A recent partnership that brings Symantec security to Nokia smartphones isn't the only thing the information protection giant has in its arsenal.
As the need for mobile device-based security grows and enters unknown territory, the folks at Cupertino, Calif.-based Symantec Corp. are working on several fronts to make sure information from on-the-go workers is protected.
Though she would share few specifics, Sarah Hicks, Symantec's vice president for mobile and wireless solutions, said this week that the Symantec-Nokia pairing is just the start.
Hicks said Symantec is in discussion with several other major mobile device manufacturers about security, and is also talking to carriers.
The questions that remain, Hicks said, are: "How do end users acquire security? Is it the carrier or the vendor providing it?"
Recently, Symantec announced a new collaboration with Nokia that will put Symantec Mobile Security into Nokia's Series 60 and Symbian operating system-based mobile devices. The deal is an extension of the companies' two-year partnership.
Symantec's Auto-Protect feature runs continuously to sniff out malicious code and attacks. It examines Short Message Service (SMS), Enhanced Messaging Service (EMS), Multimedia Messaging Service (MMS), HTTP and e-mails. It can also manually scan applications.
The relationship gives the Series 60 phones device-direct live updates, which eliminate the need to sync the device to a desktop, Hicks said.
The pairing with Nokia was announced just a week before Symantec acquired Sygate Technologies, which Hicks said will help users and companies ensure that the mobile devices logging onto a network are compliant with the companies' security policies. Hicks called that part of Symantec's "multi-tiered approach" to security.
"These devices go in and out of connected networks all the time," Hicks said. "These different types of connectivity make them more vulnerable."
In the past, the biggest threat to mobile devices was loss or theft. But Hicks said mobile users are now being victimized more and more by viruses and malware. And those threats will change and evolve as the number of workers accessing vital data from mobile devices grows over the next several years.

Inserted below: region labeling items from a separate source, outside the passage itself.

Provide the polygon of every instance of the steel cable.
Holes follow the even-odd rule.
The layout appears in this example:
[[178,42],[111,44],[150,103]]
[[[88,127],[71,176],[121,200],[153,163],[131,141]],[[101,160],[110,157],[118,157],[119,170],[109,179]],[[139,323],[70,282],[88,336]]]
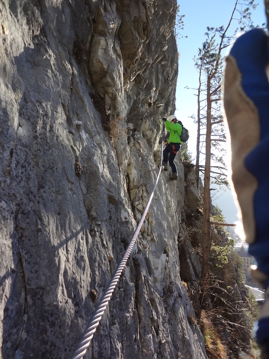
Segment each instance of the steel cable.
[[147,204],[147,206],[146,206],[146,208],[143,213],[143,214],[142,215],[142,216],[138,223],[137,227],[136,227],[136,229],[135,230],[133,236],[132,237],[129,244],[128,245],[128,247],[127,247],[127,249],[125,252],[123,256],[122,257],[121,261],[120,262],[119,265],[118,265],[114,274],[113,274],[110,282],[109,282],[109,285],[108,285],[106,290],[105,291],[105,293],[104,293],[103,296],[102,296],[99,304],[97,306],[95,310],[94,311],[90,321],[90,323],[89,323],[86,329],[84,331],[82,337],[80,338],[80,341],[77,345],[75,352],[74,352],[74,354],[72,356],[71,359],[80,359],[80,358],[83,357],[84,355],[86,354],[87,348],[90,345],[91,341],[93,338],[93,334],[96,330],[96,328],[99,325],[99,322],[101,320],[101,318],[105,312],[105,310],[109,302],[109,301],[110,300],[110,298],[112,295],[112,293],[113,292],[115,287],[116,287],[118,280],[119,279],[119,277],[120,276],[122,270],[123,270],[126,262],[127,262],[129,256],[133,250],[134,246],[135,244],[136,240],[137,239],[137,237],[138,236],[138,234],[141,229],[141,227],[142,227],[142,225],[143,224],[143,223],[146,218],[146,216],[147,215],[147,213],[148,213],[148,211],[149,210],[149,208],[150,207],[151,201],[152,200],[152,198],[153,197],[154,191],[157,186],[157,184],[158,183],[158,181],[159,181],[160,174],[161,173],[162,168],[161,164],[162,163],[162,150],[163,147],[164,134],[164,123],[163,123],[162,127],[162,135],[161,142],[161,164],[160,165],[159,173],[158,173],[158,176],[157,177],[157,179],[154,184],[153,189],[152,190],[152,192],[151,192],[150,198],[148,201],[148,203]]

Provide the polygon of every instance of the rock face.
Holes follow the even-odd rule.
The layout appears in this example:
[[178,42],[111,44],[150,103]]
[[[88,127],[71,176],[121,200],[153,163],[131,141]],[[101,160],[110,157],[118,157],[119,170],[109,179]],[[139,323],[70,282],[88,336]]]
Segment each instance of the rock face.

Some research has suggested the number of devices with open operating systems will skyrocket from roughly 50 million users now to about 150 million in 2008.
"This threat is just emerging," Hicks said. "We have only started to see a handful of threats. The concern is starting to affect more enterprise-oriented folks."
Hicks said cell phones and smartphones have become storage areas for personal information and other data, demanding a higher level of security. It's not uncommon to have personal e-mail, photos, instant messaging conversations, video and music all on one device alongside information accessed through a corporate network like sales contacts, price lists and work-related communications.
Because most devices run with open operating systems, they are susceptible to threats. And because most people have their devices "always on," Hicks said the risk level increases.
Many companies, Hicks said, are seeking ways to protect their mobile workforces now, before threats and risk levels spike.
"IT administrators and some individuals are being proactive to put themselves in a position where they don't have to be reactive," she said.
Hicks said she anticipates businesses will start to go directly to vendors for device security and avoid working with carriers because "typically, enterprises don't want to trust their security to a third party."